The world of cosmetic dentistry
Ahead of his session at the BACD annual conference, Oliver Harman discusses the importance of developing skills
More and more patients are starting to realise the benefits of having a truly healthy and beautiful smile. This is one of several reasons why cosmetic dentistry has become incredibly sought after in recent years, emphasising the need for clinicians to keep up-to-date with the latest trends and techniques.
As a world-leading authority in the field, the British Academy of Cosmetic Dentistry (BACD) offers access to unparalleled educational opportunities that enable dental professionals to expand their knowledge and skills.
The BACD annual conference is always a highlight of the dental calendar, providing a platform from which to learn and network.
This year’s three-day event will deliver an educational programme, covering a diverse range of topics, with industry leaders, influencers and innovators sharing their wisdom to help delegates raise their own standards of cosmetic dentistry.
Among the most anticipated hands-on workshops of the conference will be Dr Oliver Harman’s session, The 16 things you need to know to be a cosmetic dentist.
Dr Harman has extensive experience in all aspects of cosmetic and general aesthetic dentistry, having owned successful private practices in Chesham, Buckinghamshire, and Tunbridge Wells, Kent. Dr Harman has also worked for Oasis Dental Care/Bupa and Mydentist.
He is a director of the BACD, chair of the BACD Credentialing Committee and an examiner for the BACD Accreditation Programme. He is also one of only two UK dentists to have achieved the BACD Fellowship Award.

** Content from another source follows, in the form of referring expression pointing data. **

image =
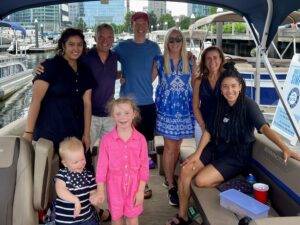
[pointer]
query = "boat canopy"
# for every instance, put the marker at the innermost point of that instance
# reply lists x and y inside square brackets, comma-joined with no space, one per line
[13,26]
[263,16]
[230,16]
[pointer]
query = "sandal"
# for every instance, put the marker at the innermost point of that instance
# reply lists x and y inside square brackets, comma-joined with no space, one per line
[147,192]
[102,214]
[177,220]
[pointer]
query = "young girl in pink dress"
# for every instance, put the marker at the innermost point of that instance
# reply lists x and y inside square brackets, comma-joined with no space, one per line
[123,164]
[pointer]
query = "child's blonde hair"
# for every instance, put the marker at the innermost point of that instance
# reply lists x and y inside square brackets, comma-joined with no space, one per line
[69,145]
[125,100]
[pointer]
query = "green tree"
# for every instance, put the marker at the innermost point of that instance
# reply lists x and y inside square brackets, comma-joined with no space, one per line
[166,18]
[185,23]
[80,24]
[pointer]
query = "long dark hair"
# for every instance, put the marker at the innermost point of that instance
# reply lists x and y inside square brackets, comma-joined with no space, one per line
[238,118]
[64,37]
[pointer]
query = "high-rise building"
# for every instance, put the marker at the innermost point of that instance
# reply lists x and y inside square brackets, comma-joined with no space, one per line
[198,10]
[158,7]
[95,12]
[76,10]
[51,18]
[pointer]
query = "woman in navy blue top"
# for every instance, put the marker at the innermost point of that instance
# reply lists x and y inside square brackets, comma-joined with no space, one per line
[206,88]
[226,145]
[61,99]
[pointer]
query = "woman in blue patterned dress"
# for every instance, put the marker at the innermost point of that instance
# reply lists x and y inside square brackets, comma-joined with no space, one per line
[173,98]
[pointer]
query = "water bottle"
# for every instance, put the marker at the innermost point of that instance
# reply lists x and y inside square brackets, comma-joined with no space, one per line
[251,179]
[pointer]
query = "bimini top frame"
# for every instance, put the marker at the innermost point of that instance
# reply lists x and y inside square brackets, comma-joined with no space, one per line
[262,16]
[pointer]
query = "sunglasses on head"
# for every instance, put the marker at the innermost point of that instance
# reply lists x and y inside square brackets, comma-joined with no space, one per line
[177,39]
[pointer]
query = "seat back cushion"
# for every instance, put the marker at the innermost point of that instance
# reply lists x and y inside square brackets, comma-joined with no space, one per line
[9,154]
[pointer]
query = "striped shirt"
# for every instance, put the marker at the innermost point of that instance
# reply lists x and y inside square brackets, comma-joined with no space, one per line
[79,184]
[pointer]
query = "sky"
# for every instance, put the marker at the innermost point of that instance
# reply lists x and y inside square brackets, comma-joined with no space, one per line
[176,7]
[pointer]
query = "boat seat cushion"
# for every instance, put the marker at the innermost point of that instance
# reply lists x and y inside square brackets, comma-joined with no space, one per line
[9,155]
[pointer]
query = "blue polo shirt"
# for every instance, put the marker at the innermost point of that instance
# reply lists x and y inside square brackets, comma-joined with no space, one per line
[105,77]
[137,60]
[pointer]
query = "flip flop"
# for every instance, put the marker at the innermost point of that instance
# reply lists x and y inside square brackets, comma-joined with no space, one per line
[107,218]
[177,220]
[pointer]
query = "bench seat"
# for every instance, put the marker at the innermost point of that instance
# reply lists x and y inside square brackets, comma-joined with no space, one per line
[265,154]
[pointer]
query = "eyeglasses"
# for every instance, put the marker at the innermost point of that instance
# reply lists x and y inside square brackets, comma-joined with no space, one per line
[176,39]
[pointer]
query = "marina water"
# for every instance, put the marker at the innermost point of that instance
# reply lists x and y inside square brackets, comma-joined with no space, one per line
[17,105]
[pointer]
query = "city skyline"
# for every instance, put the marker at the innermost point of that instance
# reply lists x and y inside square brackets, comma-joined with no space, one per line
[177,8]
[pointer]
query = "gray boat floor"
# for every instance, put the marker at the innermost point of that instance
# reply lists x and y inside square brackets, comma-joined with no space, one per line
[157,209]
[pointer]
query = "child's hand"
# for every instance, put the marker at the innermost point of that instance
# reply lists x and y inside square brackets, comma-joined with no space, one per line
[139,198]
[97,198]
[77,208]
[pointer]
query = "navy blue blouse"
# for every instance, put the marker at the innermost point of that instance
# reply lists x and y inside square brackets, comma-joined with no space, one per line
[61,112]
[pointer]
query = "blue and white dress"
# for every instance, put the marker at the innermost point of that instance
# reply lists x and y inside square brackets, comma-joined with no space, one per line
[173,99]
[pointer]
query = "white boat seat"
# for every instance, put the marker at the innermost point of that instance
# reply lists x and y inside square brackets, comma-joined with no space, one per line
[24,175]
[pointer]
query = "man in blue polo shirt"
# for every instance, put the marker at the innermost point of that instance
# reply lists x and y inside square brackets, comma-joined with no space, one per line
[136,58]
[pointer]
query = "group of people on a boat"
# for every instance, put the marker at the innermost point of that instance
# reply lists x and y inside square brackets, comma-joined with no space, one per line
[73,105]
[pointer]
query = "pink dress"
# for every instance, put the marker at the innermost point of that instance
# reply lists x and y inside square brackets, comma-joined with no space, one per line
[122,165]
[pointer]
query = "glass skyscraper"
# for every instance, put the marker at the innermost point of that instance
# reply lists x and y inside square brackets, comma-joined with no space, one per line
[198,10]
[53,17]
[96,13]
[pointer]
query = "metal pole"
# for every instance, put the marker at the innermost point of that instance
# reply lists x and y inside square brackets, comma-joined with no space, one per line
[257,75]
[280,94]
[36,34]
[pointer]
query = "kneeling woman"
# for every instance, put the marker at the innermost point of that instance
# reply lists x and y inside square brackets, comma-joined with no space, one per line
[226,145]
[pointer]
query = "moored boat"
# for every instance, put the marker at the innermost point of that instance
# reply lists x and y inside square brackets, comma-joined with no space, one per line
[13,74]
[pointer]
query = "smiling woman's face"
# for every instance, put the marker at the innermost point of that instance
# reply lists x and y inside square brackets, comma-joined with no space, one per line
[73,48]
[175,42]
[231,88]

His professional insight will be particularly valuable to those seeking to get more involved in the world of cosmetic dentistry.
Pillars of knowledge
‘As the modern dental profession requires both technical and creative skills, there is a natural progression towards cosmetic dentistry for many dentists,’ Dr Harman says. ‘There is also emotional value in offering good cosmetic dentistry – patient satisfaction can be very high and they really appreciate the work their dentist does for them in this area.
‘However, treatment outcomes can be subjective – you could do amazing work, but if it is not what the patient imagined, then treatment could still be deemed a failure. Both clinical and communication skills are, therefore, crucial.
‘During my session, I will cover the pillars of knowledge you must have to be a cosmetic dentist, as well as lots of useful tips, insights and potential danger zones. I want to help make the unknowns known, so practitioners know where they stand, where they need to improve and what they can aim for in order to become better cosmetic dentists.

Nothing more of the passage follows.